Sam grew up listening to the Beatles, Amy Winehouse, and Destiny's Child, while Sim-Savage grew up listening to country and Lady Gaga, before developing an interest in rock music through Blondie's Parallel Lines (1978) album.

Sim-Savage and Sam took inspiration from Karen O, Starcrawler, and Yeah Yeah Yeahs when formulating their vision for HotWax. Sim-Savage primarily writes the band's lyrics. The trio's debut EP A Thousand Times drew comparisons to The White Stripes, Hole, and Wolf Alice.

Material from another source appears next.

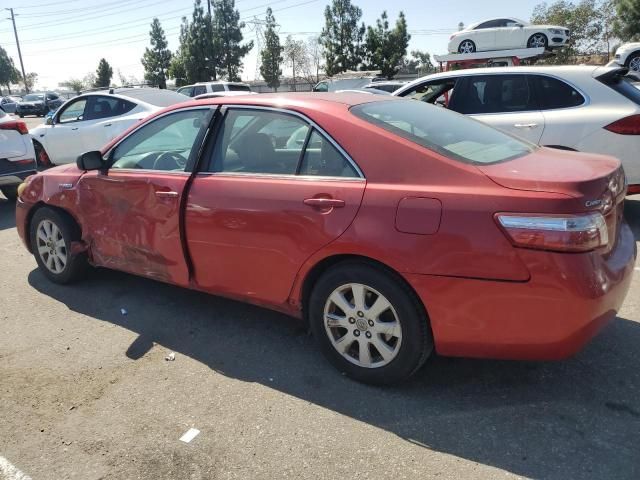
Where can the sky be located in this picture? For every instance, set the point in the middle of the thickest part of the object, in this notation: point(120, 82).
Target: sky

In March 2022, John Robb of Louder Than War described HotWax as "ripping up the template and stages with a thrilling deconstruction of their grunge roots into a post-punk landscape." In May 2023, Ed Power of The Independent identified HotWax as part of a phenomenon of young artists reviving 1990s indie rock trends, despite being too young to remember the decade. HotWax stated these influences were framed by their parents and mentors, but that they were not defined by them.

==Discography==

===Studio album===
- Hot Shock (2025)

===EPs===
- A Thousand Times (2023)
- Invite Me, Kindly (2023)

===Singles===
- "Stay Cool" (2020)
- "Pat the Killer Cat" (2020)
- "Baked Beans" (2020)
- "When We're Dead" (2021)
- "Barbie (Not Yours)" (2022)
- "Treasure" (2023)
- "Drop" (2023)
- "She's Got A Problem" (2024)
- "Wanna Be A Doll" (2024)
- "One More Reason" (2025)
- "Strange To Be Here" (2025)
- "Tell Me Everything's Alright" (2025)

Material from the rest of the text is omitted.